Is impartial and effective judging really a matter of calling judicial ball and strikes, as United States Supreme Court Chief Justice John Roberts memorably described the role of judge during his confirmation process? The analogy has some merit, according to the Hon. Brett Kavanaugh, United States Court of Appeals for the D.C. Circuit. Delivering the 2015 Saint John XXIII Lecture at the Columbus School of Law on March 30, Judge Kavanaugh said the comparison of jurist to baseball umpire goes only so far, but there are some similarities. A primary one is avoiding any semblance of partisanship. "Judges need to follow the law, not make the law. That has to be our aspiration in a system of evenhanded justice," said Kavanaugh. "You have to check political allegiances at the door when you become a judge." Like baseball umpires, "judges shouldn't be making it up as you go along," he added.
Kavanaugh noted that the core judicial duty of statutory interpretation is less contentious these days as more judges are guided by the precept that the process starts with what the text plainly says, an approach to judging championed for many years by Supreme Court Associate Justice Antonin Scalia. Yet, adhering to text alone has its drawbacks, Kavanaugh noted. "There are limits to this vision. We're not robots. There are areas of the law that sometimes require discretion," he observed. Like baseball umpires, judges accept that some of their decisions and opinions will come under fire from those displeased with the result. While some criticism is unavoidable, Kavanaugh suggested that Congress can tamp down such negative reactions by passing legislation that does not invite heavy judicial interpretation in the first place. "Clean laws and clean rules avoid disputes," said the judge.
Kavanaugh was appointed to the U.S. Court of Appeals for the D.C. Circuit in 2006. His court is widely considered one of the most influential in the country because of the gravity of the cases it considers.
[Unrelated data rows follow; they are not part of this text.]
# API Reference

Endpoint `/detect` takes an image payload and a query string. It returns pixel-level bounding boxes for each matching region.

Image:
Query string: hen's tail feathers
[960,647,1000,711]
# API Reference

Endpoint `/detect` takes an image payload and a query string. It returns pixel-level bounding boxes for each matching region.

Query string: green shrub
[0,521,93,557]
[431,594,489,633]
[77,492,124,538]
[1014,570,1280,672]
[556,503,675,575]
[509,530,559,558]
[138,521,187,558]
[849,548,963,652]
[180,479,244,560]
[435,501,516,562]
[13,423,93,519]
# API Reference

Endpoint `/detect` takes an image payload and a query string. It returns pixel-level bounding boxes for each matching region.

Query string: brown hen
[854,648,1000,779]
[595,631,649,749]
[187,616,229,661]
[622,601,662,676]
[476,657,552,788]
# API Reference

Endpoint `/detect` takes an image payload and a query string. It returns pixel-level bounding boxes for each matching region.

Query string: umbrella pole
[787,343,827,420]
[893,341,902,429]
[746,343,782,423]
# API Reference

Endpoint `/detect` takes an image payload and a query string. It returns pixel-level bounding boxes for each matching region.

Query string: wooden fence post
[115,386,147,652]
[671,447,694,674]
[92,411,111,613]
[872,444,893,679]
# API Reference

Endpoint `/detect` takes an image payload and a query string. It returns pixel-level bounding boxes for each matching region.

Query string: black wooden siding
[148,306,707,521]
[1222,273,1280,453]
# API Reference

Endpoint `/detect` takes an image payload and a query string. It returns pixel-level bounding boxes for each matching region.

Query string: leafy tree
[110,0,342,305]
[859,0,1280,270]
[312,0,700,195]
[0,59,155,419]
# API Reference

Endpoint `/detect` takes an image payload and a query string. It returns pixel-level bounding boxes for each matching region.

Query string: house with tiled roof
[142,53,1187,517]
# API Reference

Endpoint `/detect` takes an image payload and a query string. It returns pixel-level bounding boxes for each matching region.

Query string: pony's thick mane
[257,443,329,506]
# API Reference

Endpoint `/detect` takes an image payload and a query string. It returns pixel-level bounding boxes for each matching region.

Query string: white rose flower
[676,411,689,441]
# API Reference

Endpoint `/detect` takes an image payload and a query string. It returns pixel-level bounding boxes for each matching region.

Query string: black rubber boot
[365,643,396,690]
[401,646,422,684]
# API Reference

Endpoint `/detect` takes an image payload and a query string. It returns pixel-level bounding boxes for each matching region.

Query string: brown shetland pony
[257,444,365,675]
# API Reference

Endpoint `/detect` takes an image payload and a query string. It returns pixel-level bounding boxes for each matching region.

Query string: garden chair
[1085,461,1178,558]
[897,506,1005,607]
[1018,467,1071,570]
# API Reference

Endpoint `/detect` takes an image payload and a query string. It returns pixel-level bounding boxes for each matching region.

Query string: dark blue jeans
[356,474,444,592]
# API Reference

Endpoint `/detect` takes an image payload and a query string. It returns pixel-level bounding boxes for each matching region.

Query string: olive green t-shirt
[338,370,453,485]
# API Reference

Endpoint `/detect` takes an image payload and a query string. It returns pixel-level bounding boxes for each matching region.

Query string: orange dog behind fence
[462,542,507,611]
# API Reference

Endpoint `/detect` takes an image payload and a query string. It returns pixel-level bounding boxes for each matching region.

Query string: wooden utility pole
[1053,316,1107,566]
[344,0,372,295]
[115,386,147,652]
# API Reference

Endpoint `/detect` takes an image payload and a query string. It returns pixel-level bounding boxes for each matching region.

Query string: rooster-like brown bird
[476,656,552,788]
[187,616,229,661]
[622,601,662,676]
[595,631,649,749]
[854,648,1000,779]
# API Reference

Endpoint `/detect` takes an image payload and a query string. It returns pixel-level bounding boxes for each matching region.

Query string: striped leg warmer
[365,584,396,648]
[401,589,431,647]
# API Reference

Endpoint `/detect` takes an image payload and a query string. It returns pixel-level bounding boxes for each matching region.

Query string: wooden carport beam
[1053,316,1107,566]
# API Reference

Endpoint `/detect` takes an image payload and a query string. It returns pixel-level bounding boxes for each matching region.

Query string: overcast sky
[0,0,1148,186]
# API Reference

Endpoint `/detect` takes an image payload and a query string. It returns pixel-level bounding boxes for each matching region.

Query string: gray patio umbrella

Nine years into the job, he has learned that the best judges maintain a level of humility, civility, dignity, and decorum. "We [judges] have a limited time, a limited role, a limited place," said Kavanaugh. A graduate of Yale Law School, Kavanaugh served as a law clerk to Judge Walter Stapleton of the U.S. Court of Appeals for the Third Circuit; then for Judge Alex Kozinski of the U.S. Court of Appeals for the Ninth Circuit; and later for Justice Anthony M. Kennedy of the U.S. Supreme Court. From 1994 to 1997 and for a period in 1998, Kavanaugh was Associate Counsel in the Office of Independent Counsel Kenneth W. Starr. He was a partner at Kirkland & Ellis in Washington, D.C., from 1997 to 1998 and again from 1999 to 2001. From 2001 to 2003, Judge Kavanaugh served as Associate Counsel and then as Senior Associate Counsel to the President. From July 2003 until his appointment to the court in 2006, he was Assistant to the President and Staff Secretary to President Bush.
Since joining the Court, Kavanaugh has taught full-term courses at Harvard Law School, Yale Law School, and Georgetown University Law Center. Kavanaugh serves as a member of the Committee on the Judicial Branch of the Judicial Conference of the United States. Established in 1965 to honor the pontificate of Saint John XXIII, the Saint John XXIII Lecture Series invites outstanding professionals to share their perspectives on a wide variety of current topics in a formal lecture presented to the law school and university community.